# Week-end ****



## smokinj (Jan 16, 2008)

*Today I recieved my end of a trade with a BOTL.
I am very pleased:biggrin:*


----------



## Matt257 (Jan 3, 2008)

David you are killing me!! That is awesome, what a trade!! Look at those OpusX :dribble :dribble: :dribble:


----------



## karmaz00 (Dec 5, 2007)

wow. awsome


----------



## sofaman (Jun 20, 2007)

You are Killing me Bro!!!


----------



## Paint (Mar 1, 2008)

David i think you made out damn nice brother,nice trade:biggrin:


----------



## Toasted Coastie (Feb 16, 2008)

pure insanity....


----------



## Deuce Da Masta (Dec 4, 2006)

My god! What an awesome trade. I cant believe the smokes in there! What did you trade for it, your first born?


----------



## smokinj (Jan 16, 2008)

deuce said:


> My god! What an awesome trade. I cant believe the smokes in there! What did you trade for it, your first born?

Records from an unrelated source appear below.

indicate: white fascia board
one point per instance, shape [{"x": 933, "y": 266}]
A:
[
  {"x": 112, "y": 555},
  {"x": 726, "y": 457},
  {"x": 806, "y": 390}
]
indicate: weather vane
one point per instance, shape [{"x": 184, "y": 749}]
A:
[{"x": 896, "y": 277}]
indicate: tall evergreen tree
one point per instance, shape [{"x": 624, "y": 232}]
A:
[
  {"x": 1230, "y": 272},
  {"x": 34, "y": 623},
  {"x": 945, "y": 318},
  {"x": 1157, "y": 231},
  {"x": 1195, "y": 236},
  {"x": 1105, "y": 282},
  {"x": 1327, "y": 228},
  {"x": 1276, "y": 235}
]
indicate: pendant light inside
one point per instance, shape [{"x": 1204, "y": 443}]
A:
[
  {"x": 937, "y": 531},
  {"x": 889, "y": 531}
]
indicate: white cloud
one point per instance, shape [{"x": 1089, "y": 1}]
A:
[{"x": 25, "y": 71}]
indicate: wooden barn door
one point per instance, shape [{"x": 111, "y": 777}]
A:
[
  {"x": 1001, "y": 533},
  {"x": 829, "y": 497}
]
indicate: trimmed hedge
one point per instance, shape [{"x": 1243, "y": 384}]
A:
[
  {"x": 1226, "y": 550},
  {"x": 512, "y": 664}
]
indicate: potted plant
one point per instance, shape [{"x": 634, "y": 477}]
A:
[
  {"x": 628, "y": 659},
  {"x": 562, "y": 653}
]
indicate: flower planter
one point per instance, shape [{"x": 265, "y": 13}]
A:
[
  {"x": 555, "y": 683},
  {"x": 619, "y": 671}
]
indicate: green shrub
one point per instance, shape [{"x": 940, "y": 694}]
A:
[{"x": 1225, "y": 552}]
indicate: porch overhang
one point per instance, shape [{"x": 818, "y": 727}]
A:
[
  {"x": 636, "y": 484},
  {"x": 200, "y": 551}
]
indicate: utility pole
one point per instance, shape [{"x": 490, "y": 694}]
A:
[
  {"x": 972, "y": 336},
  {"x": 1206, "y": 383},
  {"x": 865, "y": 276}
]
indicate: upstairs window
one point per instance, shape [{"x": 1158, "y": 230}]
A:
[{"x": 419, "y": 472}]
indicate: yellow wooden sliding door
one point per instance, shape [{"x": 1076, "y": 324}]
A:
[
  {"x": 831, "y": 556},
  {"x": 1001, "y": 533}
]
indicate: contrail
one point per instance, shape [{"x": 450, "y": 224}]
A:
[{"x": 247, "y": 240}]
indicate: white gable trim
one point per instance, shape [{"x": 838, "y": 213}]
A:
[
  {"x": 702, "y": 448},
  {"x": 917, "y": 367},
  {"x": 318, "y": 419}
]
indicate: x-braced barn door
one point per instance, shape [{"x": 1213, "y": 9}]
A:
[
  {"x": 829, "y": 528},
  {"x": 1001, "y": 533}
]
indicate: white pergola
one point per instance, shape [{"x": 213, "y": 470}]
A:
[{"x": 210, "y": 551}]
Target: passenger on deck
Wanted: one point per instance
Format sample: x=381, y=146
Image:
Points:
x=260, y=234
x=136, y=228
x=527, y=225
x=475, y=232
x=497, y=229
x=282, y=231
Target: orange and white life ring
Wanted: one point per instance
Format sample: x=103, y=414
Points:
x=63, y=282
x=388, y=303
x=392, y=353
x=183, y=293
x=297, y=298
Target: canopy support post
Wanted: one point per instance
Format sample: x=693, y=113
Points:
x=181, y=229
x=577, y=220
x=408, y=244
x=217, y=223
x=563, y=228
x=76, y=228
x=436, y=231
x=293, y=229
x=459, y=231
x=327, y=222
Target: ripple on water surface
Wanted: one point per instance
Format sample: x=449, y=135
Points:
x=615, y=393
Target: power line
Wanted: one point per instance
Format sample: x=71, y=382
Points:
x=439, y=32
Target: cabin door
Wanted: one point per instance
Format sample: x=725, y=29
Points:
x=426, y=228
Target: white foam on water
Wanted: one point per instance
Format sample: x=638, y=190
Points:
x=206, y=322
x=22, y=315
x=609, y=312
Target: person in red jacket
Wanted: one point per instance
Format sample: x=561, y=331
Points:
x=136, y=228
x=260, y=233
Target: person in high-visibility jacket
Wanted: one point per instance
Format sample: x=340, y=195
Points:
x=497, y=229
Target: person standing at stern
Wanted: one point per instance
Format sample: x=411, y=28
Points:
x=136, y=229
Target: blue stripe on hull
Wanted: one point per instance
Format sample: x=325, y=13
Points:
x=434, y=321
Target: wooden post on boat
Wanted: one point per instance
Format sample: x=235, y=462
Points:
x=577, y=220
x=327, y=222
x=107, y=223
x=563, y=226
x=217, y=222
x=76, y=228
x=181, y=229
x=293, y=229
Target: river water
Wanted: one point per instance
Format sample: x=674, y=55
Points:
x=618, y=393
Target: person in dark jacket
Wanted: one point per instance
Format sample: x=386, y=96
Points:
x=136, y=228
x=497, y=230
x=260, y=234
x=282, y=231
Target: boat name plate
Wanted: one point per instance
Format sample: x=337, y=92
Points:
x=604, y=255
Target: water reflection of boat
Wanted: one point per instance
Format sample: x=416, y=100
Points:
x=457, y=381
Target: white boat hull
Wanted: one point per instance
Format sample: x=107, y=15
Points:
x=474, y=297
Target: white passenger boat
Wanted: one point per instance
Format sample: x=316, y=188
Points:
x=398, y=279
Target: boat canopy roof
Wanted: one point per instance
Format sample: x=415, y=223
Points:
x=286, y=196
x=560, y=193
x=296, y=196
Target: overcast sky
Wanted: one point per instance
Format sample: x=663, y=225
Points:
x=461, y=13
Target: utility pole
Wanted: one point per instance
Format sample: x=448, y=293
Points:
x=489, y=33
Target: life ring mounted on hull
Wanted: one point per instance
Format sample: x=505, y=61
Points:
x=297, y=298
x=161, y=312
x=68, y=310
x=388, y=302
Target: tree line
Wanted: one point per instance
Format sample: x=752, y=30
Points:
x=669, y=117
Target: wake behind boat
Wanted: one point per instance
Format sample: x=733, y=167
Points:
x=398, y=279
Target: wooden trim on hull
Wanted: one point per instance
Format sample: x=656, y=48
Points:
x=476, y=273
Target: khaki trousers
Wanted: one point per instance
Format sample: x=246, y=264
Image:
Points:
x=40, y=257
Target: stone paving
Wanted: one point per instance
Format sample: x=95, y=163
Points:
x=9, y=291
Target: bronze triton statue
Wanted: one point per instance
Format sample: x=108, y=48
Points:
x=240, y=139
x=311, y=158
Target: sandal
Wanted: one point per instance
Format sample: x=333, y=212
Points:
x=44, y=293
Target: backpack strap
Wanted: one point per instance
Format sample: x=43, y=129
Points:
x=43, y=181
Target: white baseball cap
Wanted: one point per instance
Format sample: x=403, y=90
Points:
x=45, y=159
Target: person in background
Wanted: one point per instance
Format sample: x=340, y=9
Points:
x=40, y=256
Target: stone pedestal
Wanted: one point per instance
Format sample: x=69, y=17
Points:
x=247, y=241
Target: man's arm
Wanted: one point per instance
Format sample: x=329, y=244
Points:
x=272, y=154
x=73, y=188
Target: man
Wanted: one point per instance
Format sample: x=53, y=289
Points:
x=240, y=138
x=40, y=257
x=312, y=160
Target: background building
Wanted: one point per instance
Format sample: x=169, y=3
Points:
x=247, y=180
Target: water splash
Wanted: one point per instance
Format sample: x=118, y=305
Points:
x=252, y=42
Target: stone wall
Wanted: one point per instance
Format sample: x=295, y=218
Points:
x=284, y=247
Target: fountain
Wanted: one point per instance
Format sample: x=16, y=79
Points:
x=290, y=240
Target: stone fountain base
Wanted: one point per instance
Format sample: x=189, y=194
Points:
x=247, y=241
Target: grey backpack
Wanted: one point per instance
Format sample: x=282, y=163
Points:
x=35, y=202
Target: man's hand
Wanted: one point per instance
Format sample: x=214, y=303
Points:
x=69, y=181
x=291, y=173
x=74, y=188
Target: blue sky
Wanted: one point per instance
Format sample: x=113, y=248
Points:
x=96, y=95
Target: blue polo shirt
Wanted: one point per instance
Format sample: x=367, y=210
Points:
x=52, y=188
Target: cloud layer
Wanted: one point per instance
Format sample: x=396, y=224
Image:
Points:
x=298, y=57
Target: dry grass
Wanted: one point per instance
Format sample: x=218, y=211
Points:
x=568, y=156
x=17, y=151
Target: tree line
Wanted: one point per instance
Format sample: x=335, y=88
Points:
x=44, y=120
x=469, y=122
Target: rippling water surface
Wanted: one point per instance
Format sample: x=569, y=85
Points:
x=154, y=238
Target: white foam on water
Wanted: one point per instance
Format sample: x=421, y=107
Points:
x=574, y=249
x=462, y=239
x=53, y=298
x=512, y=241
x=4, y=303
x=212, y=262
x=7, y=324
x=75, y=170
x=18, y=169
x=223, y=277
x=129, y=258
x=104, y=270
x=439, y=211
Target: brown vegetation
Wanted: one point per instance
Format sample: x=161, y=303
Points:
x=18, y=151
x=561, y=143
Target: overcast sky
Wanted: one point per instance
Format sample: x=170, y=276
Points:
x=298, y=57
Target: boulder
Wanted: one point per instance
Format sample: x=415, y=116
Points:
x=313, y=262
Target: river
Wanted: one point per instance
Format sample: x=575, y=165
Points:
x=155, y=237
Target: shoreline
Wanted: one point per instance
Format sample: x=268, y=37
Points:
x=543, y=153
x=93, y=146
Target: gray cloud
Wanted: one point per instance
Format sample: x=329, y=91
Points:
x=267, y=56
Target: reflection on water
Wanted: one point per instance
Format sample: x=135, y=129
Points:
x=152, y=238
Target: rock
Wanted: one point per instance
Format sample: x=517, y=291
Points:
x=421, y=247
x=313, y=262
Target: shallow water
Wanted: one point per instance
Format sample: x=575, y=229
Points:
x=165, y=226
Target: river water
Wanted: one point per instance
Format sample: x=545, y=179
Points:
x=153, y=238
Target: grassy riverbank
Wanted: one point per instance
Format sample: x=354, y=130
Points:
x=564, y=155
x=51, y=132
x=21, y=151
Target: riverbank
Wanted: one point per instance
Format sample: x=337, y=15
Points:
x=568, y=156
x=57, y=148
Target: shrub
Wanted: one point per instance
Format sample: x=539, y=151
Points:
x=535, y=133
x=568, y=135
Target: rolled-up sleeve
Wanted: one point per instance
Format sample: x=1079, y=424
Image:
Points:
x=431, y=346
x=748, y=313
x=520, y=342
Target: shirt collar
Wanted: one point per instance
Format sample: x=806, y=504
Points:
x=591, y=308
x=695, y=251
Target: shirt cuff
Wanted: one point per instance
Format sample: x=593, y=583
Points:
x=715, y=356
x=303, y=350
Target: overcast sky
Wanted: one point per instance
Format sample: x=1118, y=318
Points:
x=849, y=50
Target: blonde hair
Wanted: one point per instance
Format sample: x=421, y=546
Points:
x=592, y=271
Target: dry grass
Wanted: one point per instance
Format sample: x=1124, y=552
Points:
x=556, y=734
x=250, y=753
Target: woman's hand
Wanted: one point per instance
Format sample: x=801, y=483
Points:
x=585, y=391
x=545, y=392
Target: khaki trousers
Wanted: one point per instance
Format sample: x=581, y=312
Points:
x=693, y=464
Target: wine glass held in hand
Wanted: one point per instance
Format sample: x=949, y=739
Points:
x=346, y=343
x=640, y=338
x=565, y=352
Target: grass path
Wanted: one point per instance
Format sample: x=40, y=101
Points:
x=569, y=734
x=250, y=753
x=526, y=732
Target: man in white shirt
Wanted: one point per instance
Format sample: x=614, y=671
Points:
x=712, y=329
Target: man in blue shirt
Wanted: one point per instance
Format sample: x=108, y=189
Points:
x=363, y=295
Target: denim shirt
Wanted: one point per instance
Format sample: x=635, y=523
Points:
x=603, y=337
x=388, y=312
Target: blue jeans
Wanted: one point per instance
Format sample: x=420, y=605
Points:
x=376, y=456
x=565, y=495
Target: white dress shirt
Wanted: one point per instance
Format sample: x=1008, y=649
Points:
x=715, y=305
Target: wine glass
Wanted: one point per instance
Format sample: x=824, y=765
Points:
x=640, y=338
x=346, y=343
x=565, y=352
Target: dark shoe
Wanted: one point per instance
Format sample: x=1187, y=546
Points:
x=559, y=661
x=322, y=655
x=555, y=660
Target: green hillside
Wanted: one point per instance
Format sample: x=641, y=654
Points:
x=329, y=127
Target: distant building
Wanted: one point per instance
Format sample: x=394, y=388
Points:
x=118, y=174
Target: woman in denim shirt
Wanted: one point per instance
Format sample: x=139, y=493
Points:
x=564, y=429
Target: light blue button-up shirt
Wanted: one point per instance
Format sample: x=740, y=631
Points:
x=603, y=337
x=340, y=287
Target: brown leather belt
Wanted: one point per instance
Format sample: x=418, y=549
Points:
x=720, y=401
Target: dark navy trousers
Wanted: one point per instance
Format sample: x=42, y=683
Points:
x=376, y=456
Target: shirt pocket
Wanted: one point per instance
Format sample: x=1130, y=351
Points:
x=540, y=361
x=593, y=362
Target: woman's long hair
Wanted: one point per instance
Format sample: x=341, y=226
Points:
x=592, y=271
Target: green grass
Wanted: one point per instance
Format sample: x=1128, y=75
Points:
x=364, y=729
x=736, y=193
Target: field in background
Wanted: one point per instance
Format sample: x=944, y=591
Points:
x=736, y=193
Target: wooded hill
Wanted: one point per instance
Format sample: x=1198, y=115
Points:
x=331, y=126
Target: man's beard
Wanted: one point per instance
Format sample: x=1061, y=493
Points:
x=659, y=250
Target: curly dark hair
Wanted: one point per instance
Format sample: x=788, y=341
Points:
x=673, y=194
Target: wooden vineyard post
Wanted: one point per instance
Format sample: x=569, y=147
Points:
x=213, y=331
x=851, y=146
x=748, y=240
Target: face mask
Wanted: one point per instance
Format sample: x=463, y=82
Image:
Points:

:lol:No, it was a Dunhill pipe


----------



## SmokinHokie (May 29, 2008)

Amazing selection there man!


----------



## jitzy (Jan 7, 2007)

holy crap David those Uppmans look amazing


----------



## Wingfan13-cl (Apr 30, 2007)

Jesus .....

How are those Forbidden X ? I almost bought one when I was in Vegas but I didnt win enough money.


----------



## BeerAdvocate-cl (Sep 6, 2007)

My god, did you have to give up your 1st born for those awsome smokes. Those are amazing!


----------



## big04deuce (May 16, 2008)

Yeah..that would please me too!!! Nice!!!


----------



## LkyLindy (Feb 1, 2008)

David--I knew it was you as soon as I saw those smokes

You're killing me man


----------



## Ceedee (Jun 2, 2006)

Damn, that's plain NUTS!l :dribble:

CD


----------



## amateurke (Mar 28, 2008)

Ok David, keep the ISOM's! Send me the X's!! :lol:


----------



## howland1998 (Dec 17, 2007)

HOLY CRAP!!!!


----------



## Itsme-Speedy-G (Aug 20, 2007)

it wasn't his born he traded, it was his soul...
J/K


----------



## tobacmon (May 17, 2007)

_*CRAP*_----------THOSE ALL LOOK FANTASTIC--GOTTA TRY THE uP #2, bolivar, Trinidad Lonsdale and the Por larraga. Just added to my wish list...:baffled:​


----------



## El Lechero (Apr 13, 2008)

howland1998 said:


> HOLY CRAP!!!!


Yeah! What he said!


----------



## smokem-cl (Aug 16, 2007)

Damn bro, WHat did you trade 'em, yer car?!?!

Very nice indeed!


----------



## Mtmouse (Jun 11, 2007)

Oh, so that's what 'real' Upmann #2's look like.Very nice haul there.


----------



## svb (Jan 12, 2008)

I like the Cohiba Maduro5 layin off to the side that no one has mentioned... Those are goooooda!


----------



## jam (Dec 29, 2007)

holy crap but dam great smokes


----------



## noobsmoker (Jun 2, 2008)

Insanely nice ****.


----------



## DOZER (Sep 30, 2007)

El Lechero said:


> Yeah! What he said!


I'll second that!


----------



## dj5213 (Apr 7, 2008)

man that is one nice BOTL!!


----------



## htown (Jan 31, 2008)

Those Por Laranaga look very tasty, especially the Asia Pacific ones!!!!


----------



## happy1 (Jun 29, 2007)

That's some serious smokes!! gotta wipe off the screen:dribble:


----------



## Matt257 (Jan 3, 2008)

amateurke said:


> Ok David, keep the ISOM's! Send me the X's!! :lol:


:roflmao:


----------



## chinomalo (Feb 25, 2008)

THAT MUST HAVE BEEN A HELLUVA PIPE!!

Man, I would love to see your humidors.. It must look like high end city..


----------